Y, si en algún momento, hay un pequeño cortocircuito, y despertamos del letargo, se encargan de hacernos saber que podemos calmar esa ansiedad y esa impotencia con más droga. Acudimos a centros de ocio y compras. Esos son los pozos del olvido. El nuevo Edén. Ahí, uno puede encontrar todo lo que necesita. Y ser feliz. Y todos seguimos inyectándonos más dosis, aunque nuestras venas estén quedando deshechas.

La vida es para trabajar. Producir. Consumir. Y los vacíos que puedan existir, siguen llenándose con materia. La vida es materia. La energía la ponemos nosotros.

Y yo sigo viendo más y más cadáveres. Incluso, a veces, si se acercan demasiado, tengo la sensación de que algo pequeño muere en mí.

Es irónico que exista el miedo a la muerte. Muchos de nosotros ya estamos muertos en vida. Y no sentimos ningún miedo, ni dolor. Ni si quiera lo percibimos. Nos suicidamos. Decidimos perder nuestra vida. ¿A cambio de qué?

Naces y vives solo. Nadie recuerda tu nombre cuando ya no estás físicamente aquí. A veces ni si quiera lo hacen cuando estás. Te hacen creer que necesitas ser parte de algo para poder funcionar, cuando lo único que realmente necesitas es unir todas las partes de tu propio ser y hacerlas funcionar. El resto es la guinda del pastel.
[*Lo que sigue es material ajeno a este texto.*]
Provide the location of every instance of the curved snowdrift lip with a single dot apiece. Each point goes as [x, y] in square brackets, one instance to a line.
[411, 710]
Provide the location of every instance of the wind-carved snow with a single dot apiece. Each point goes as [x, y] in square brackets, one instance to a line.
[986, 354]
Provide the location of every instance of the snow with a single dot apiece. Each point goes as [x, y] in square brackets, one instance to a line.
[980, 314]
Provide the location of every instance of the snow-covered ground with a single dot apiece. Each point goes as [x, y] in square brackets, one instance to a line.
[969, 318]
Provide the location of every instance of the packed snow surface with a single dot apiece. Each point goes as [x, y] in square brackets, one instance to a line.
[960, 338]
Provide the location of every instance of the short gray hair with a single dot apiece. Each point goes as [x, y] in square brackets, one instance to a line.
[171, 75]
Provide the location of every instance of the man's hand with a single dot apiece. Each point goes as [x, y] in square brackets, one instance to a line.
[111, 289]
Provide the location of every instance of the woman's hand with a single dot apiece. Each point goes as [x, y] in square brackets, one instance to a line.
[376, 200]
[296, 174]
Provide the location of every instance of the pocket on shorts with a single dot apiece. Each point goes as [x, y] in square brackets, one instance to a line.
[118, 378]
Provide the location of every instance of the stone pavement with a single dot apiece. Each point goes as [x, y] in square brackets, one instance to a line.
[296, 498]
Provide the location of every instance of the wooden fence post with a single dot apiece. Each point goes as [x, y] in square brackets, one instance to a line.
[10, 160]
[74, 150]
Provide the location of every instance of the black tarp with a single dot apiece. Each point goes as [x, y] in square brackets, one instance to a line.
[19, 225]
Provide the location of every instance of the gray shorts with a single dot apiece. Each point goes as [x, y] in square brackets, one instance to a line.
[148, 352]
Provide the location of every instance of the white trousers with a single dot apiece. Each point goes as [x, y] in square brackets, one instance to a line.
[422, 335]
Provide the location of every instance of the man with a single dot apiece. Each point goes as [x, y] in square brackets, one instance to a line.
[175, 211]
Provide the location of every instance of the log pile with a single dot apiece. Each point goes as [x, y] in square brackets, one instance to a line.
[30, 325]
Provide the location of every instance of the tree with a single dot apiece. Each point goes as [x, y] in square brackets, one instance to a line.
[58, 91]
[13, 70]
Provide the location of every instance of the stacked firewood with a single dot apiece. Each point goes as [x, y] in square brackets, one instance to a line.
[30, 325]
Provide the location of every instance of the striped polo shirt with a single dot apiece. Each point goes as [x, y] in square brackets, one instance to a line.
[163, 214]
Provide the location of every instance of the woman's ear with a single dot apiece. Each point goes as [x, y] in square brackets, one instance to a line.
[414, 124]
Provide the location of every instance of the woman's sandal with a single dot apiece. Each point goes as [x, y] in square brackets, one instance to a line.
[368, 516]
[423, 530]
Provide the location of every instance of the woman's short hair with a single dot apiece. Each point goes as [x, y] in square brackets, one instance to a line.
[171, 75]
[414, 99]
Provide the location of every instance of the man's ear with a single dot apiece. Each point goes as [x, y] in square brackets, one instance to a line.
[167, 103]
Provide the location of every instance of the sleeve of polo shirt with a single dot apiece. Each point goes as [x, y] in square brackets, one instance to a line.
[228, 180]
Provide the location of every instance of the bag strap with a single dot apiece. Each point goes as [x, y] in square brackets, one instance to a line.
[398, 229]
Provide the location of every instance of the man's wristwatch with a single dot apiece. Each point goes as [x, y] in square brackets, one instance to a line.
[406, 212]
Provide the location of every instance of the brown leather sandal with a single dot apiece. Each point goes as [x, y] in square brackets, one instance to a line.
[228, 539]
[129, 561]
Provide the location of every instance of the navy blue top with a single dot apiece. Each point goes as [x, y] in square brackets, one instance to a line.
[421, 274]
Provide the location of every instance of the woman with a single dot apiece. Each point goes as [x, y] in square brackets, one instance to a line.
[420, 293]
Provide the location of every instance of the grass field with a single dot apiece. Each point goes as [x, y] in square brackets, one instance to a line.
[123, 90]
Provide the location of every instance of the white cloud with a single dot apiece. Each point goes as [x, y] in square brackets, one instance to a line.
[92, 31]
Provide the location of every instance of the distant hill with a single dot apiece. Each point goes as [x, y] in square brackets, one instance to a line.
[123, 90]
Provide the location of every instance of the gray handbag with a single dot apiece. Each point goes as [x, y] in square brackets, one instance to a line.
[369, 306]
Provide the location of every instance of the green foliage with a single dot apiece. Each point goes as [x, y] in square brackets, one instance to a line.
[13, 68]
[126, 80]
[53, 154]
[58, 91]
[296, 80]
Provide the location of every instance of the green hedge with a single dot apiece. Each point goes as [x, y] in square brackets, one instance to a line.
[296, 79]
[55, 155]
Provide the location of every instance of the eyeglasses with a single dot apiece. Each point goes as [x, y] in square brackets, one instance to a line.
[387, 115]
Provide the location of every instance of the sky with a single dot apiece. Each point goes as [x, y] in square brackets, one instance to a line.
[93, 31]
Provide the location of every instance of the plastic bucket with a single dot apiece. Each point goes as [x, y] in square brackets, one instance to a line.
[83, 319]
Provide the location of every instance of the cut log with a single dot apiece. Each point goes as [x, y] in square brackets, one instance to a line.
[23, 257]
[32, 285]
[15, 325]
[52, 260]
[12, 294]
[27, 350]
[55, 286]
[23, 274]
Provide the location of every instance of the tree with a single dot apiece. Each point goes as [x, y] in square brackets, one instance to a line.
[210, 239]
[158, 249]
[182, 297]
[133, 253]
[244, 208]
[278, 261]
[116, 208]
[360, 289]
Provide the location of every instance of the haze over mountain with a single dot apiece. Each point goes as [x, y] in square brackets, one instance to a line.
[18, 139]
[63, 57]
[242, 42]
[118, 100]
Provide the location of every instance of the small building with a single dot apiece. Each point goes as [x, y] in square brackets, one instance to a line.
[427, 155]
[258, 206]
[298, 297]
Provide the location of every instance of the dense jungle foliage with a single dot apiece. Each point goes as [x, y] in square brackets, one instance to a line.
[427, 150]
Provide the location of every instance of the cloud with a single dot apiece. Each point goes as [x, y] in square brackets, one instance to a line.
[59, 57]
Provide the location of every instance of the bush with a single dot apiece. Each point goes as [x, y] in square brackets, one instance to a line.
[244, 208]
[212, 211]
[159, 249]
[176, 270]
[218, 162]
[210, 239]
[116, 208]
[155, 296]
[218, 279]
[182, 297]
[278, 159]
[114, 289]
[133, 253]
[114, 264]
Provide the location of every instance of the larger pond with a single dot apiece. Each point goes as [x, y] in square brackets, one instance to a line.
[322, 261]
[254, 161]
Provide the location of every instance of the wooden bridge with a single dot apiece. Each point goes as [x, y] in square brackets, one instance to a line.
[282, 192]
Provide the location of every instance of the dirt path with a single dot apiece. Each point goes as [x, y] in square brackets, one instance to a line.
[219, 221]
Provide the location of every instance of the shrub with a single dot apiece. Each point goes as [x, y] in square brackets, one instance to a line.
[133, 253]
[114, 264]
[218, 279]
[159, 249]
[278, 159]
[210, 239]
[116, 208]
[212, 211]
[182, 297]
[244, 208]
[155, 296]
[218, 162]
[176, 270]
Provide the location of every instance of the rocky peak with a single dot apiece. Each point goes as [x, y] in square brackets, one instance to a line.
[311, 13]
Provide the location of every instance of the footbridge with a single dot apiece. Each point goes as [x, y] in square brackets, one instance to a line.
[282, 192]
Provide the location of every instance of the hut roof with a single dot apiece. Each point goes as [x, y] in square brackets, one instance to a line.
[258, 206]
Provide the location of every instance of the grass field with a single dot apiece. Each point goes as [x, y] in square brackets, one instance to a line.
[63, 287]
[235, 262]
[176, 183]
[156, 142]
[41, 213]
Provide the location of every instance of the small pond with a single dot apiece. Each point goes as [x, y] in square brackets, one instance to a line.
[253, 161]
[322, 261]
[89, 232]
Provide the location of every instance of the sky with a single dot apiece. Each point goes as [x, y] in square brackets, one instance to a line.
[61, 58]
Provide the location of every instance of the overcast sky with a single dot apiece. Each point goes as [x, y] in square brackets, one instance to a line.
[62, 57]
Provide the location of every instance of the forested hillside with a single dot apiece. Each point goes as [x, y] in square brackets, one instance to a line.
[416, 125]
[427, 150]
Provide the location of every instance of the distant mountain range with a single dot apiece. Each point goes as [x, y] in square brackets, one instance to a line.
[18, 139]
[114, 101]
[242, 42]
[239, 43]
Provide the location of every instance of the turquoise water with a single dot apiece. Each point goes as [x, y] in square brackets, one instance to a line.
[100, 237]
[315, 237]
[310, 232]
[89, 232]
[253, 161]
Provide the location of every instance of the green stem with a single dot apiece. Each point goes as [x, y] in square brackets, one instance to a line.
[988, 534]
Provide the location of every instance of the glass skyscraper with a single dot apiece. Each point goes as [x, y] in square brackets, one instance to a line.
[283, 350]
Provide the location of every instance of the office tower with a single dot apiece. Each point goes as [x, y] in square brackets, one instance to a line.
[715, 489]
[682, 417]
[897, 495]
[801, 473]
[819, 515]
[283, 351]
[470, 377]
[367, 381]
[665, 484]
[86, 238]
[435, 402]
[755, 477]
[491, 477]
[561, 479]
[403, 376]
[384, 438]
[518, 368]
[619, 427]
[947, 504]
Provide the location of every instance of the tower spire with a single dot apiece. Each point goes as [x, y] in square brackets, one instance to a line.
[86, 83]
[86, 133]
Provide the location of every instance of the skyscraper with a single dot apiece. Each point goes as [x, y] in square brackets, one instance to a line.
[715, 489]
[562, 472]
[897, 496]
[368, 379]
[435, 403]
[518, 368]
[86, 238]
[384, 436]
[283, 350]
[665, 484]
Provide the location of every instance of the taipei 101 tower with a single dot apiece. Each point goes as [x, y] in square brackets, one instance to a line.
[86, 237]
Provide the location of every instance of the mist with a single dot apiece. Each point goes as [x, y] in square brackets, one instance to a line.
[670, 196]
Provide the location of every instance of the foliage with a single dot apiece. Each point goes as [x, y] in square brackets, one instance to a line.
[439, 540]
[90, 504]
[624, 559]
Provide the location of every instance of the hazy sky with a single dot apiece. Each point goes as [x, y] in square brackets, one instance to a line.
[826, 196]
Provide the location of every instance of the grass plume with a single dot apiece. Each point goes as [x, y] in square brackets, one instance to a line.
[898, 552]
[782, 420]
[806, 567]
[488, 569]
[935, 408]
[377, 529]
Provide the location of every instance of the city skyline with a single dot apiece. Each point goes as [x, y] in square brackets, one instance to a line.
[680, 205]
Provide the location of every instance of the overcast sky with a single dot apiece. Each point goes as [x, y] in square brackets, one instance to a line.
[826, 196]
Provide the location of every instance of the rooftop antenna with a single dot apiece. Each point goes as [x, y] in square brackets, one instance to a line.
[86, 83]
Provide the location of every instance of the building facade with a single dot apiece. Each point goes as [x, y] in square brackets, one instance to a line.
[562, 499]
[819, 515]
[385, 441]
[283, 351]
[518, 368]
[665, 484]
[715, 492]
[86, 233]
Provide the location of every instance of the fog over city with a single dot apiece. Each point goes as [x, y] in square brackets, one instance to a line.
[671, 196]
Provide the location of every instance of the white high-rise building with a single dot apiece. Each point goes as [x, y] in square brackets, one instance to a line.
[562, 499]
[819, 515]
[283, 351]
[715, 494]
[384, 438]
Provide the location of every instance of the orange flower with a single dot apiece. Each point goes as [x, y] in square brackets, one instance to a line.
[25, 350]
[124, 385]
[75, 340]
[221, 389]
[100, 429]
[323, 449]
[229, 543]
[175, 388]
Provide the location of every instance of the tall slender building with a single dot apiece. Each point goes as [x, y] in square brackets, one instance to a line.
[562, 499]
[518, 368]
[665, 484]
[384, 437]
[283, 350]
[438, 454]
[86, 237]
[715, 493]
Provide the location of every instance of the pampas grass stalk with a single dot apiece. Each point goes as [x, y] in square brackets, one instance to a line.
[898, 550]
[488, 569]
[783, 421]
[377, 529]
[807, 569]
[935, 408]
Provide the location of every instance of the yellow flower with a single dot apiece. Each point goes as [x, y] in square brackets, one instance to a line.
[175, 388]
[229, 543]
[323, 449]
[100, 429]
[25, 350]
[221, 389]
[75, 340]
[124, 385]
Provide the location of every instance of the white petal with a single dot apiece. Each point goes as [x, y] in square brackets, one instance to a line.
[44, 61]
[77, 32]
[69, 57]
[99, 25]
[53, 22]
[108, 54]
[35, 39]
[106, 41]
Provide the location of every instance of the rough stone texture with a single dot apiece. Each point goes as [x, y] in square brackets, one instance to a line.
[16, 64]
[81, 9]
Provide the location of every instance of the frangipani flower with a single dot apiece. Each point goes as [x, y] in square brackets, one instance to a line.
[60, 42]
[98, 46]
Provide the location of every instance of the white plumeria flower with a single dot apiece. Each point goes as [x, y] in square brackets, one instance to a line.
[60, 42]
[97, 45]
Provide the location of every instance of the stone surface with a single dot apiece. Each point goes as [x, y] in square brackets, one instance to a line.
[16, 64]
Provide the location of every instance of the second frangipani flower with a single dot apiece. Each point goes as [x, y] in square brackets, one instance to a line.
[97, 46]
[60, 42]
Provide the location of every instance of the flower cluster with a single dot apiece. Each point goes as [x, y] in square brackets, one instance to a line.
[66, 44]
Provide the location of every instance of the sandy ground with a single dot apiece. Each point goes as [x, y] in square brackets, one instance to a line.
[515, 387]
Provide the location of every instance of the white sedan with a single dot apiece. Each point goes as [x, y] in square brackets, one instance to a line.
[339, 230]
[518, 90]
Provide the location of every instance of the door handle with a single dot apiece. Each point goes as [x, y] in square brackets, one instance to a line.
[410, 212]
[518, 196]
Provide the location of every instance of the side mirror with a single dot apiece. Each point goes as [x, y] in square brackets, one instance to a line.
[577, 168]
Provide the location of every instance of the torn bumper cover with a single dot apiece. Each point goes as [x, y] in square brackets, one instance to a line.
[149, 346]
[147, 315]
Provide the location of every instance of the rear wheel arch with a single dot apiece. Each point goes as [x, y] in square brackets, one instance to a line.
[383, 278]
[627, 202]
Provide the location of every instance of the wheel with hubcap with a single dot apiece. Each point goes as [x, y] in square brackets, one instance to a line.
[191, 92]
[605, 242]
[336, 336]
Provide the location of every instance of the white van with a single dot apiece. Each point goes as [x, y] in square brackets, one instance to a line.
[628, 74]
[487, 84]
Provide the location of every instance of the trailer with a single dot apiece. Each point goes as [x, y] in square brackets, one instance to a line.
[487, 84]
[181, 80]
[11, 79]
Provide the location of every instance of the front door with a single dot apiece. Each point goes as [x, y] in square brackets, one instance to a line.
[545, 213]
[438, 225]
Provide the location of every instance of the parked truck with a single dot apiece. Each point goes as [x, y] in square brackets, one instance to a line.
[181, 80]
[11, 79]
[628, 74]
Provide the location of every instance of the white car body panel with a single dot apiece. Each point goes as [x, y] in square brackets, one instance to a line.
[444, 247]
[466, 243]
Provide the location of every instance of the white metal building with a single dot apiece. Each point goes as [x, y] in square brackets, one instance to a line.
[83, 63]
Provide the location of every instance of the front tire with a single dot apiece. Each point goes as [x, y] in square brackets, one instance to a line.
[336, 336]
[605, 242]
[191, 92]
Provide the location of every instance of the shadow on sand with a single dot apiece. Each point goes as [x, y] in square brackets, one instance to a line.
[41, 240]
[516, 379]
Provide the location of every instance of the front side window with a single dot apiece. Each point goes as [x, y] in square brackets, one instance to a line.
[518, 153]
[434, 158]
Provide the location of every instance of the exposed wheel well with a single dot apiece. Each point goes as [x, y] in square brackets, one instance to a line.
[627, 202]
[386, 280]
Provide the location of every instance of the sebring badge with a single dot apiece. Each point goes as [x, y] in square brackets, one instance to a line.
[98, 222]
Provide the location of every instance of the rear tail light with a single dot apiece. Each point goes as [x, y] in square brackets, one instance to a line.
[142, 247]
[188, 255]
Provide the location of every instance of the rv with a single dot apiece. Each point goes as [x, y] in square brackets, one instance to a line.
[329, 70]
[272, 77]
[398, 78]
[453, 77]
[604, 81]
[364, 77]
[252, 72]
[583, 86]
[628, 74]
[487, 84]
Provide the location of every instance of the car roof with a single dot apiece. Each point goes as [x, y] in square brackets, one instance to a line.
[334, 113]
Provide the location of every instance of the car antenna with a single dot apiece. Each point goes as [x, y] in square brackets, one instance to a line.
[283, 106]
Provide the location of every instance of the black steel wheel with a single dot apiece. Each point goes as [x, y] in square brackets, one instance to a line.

Dicen que el dinero mueve masas. Y te tatúan ese principio en el cerebro desde que naces. Dicen que el éxito es disponer de todo aquello agradable, deseable. Y te dan el listado. Y tú lo sigues a rajatabla, como si de la lista de la compra esencial se tratara. Pasas tu vida en el súper, comprando sueños y satisfacciones.

Nos pasamos la vida llenando nuestro alrededor. Mientras nuestro interior se halla vacío. Nos sentimos solos rodeados de gente. Nos sentimos solos en nuestro propio cuerpo. Y acudimos al señor televisor. O al señor ordenador. O a otra serie de señores y señoras que, lejos de ayudarnos a encontrar las respuestas, nos dejan con más preguntas inútiles en nuestra cabeza.

Olvidamos el significado de disfrutar. Porque acabamos por no saber hacerlo. Sólo queremos más. Más de todo, sea lo que sea. Y luego, una vez conseguimos tenerlo, no sentimos absolutamente nada.

Y nuestro propósito en la vida queda enterrado.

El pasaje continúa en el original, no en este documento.